Read On!

Mrs. Farquharson’s musings about books for children and young adults

Jean-Henri Fabre

October26

We have all of us, men and animals, some special gift. One child takes to music…another is quick with figures. It is the same way with insects. One kind of bee can cut leaves, another build clay houses…In human beings, we call the special gift genius. In an insect, we call it instinct. Instinct is the animal’s genius.                                                –Jean-Henri Fabre

Matthew Clark Smith introduces us to Jean-Henri Fabri (1823-1915), in Small Wonders: Jean-Henri Fabre & His World of Insects (Two Lions), illustrated by Giuliano Ferri. When he was growing up in the 1800s, Henri, lived in the country surrounded by nature, and he roamed the countryside around his home and observed his natural world. As he grew older, Henri always exclaimed over the small wonders around him, especially the marvels of insects.

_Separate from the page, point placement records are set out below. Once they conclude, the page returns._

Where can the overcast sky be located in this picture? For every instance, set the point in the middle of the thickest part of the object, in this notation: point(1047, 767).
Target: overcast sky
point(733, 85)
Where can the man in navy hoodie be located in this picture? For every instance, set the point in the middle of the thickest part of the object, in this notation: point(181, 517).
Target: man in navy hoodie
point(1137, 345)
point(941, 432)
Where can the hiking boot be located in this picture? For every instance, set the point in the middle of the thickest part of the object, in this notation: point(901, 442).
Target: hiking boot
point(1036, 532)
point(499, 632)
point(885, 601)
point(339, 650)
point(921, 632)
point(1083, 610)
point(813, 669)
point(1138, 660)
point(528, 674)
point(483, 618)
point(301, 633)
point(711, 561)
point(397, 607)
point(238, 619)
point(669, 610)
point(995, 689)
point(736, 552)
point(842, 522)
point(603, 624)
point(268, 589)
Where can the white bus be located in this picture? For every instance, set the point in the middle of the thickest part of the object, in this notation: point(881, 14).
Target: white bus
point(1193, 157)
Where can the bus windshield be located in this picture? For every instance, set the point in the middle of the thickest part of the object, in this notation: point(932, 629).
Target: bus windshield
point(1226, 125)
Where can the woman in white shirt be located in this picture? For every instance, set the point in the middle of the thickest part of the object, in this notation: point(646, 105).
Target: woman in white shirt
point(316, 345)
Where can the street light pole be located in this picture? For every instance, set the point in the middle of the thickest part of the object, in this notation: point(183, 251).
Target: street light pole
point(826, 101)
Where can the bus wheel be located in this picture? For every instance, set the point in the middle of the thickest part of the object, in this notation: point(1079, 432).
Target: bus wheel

Fabri studied insects differently from the scientists of his time. Instead of examining dead, preserved insects, he observed them alive in their natural habitats. One of his first significant discoveries was about a wasp called Cereris. He read that a mother wasp laid her eggs and left a large dead beetle for her children to eat when they hatched. It made no sense to him that the beetle stayed fresh in the burrow during the gestation period for the eggs to hatch. By digging up wasps’ burrows, gathering beetles, and observing the wasps in the field, he discovered that the wasps did not kill the beetles. Instead, the venomous sting permanently paralyzed the beetle so that the meat would be fresh for their newly hatched babies. Fabri began publishing his findings, and he continued to study other species. Because of his body of work, Henri was widely acclaimed in France. He not only published scientific articles and books, but he also wrote collections of poetry. He was even nominated for the Nobel Prize in Literature in 1912.

Charles Darwin called Jean-Henri Casimir Fabre “that inimitable observer.” While Darwin was aware of Fabre’s work and scientific contributions, he is little known in the United States. Fabre’s childhood home in France is a museum that is joined by an education center and an insect-themed park. Small Wonders will introduce children to this extraordinary man.